Marketwired
- Type: Subsidiary
- Industry: News dissemination
- Founded: 1982 (as Canadian Corporate News)
- Headquarters: Toronto, Ontario, Canada
- Area served: Canada, United States, United Kingdom, Europe, Asia, and Latin America
- Key people: Adnan Ahmed (President and Chief Executive Officer)
- Services: Online press release and content distribution. Social media monitoring and research.
- Owner: West Corporation
- Number of employees: 300+
- Subsidiaries: Sysomos
- Website: marketwired.com

= Marketwired =

Press release distribution service

Marketwired was a press release distribution service headquartered in Toronto, Ontario, Canada. It was founded in 1993 and incorporated in the U.S. in 1999. In 2018, it was merged into GlobeNewswire.

==Corporate history==
Marketwired was founded as Internet Wire in October 1994 by PR agency owner Michael Terpin and online marketer Michael Shuler in Los Angeles, California, United States. It received $17.5 million in venture capital in January 2000. The company changed its name to Market Wire in April, 2003, after making a partnership with NASDAQ, where its services would be recommended to listed companies.
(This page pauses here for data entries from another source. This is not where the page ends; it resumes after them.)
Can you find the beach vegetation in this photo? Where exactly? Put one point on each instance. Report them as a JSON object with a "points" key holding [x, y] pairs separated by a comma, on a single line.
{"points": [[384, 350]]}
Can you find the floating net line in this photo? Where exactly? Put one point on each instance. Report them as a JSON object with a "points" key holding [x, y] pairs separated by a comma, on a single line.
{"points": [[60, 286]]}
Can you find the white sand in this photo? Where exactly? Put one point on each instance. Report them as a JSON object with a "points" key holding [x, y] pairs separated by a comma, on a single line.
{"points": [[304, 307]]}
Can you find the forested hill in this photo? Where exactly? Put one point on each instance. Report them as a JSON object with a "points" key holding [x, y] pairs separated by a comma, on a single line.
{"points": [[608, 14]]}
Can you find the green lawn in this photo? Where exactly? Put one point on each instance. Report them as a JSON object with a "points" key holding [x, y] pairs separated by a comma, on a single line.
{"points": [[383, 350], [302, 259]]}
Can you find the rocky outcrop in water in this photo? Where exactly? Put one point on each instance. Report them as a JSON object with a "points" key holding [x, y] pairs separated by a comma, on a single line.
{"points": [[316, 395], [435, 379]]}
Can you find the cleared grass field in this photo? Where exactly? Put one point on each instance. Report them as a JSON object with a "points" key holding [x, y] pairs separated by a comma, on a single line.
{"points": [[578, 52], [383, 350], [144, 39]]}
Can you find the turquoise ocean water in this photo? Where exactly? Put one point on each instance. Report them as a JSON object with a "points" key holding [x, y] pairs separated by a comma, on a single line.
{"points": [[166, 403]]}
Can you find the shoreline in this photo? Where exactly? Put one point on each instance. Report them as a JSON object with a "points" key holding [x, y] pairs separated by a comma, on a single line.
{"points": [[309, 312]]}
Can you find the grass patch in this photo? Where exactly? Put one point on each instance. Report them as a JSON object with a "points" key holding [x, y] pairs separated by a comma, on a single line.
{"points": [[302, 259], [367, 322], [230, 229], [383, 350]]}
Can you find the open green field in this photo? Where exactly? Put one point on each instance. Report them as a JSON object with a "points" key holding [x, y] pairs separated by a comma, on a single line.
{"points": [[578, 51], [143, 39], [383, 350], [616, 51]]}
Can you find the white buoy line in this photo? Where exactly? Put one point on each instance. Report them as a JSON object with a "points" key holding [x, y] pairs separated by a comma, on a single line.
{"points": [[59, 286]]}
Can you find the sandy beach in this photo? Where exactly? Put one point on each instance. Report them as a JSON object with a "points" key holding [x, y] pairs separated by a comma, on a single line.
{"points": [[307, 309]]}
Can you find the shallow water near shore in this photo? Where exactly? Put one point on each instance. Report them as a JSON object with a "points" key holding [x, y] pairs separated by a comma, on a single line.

In 2000, a former employee of Internet Wire used the service to perpetrate an insider trading scam. He shorted Emulex stock, then published a fraudulent press release reporting problems at Emulex Corporation, which lost 62 percent of its value in morning trading. He was found out by the FBI and sentenced to 44 months in prison.

In 2006, Marketwired (then known as Marketwire) was acquired by CCNMatthews, a 25-year-old news distribution company in Canada. The company adopted the name Marketwire unilaterally. At that point, it was majority-owned by OMERS Private Equity, which manages the private equity activities of OMERS Administration Corporation, a Canadian pension fund. The company's history can be traced back to 1957.

In July 2010, Marketwire acquired Sysomos, a social monitoring and analytics service, offering customers the ability to track their social presence across sites like Facebook and Twitter.

In October 2011, Marketwire filed a lawsuit accusing PR Newswire of trying to steal confidential information and trade secrets, seeking at least $25 million in damages.

In April 2013, Marketwire re-branded, changing its name to Marketwired and introducing the tagline "The power of influence" with an updated logo.

In February 2016, MarketWired was acquired by Nasdaq, Inc.

In January 2018 Nasdaq's public relations business lines were acquired by West Corporation. Marketwired was merged into GlobeNewswire.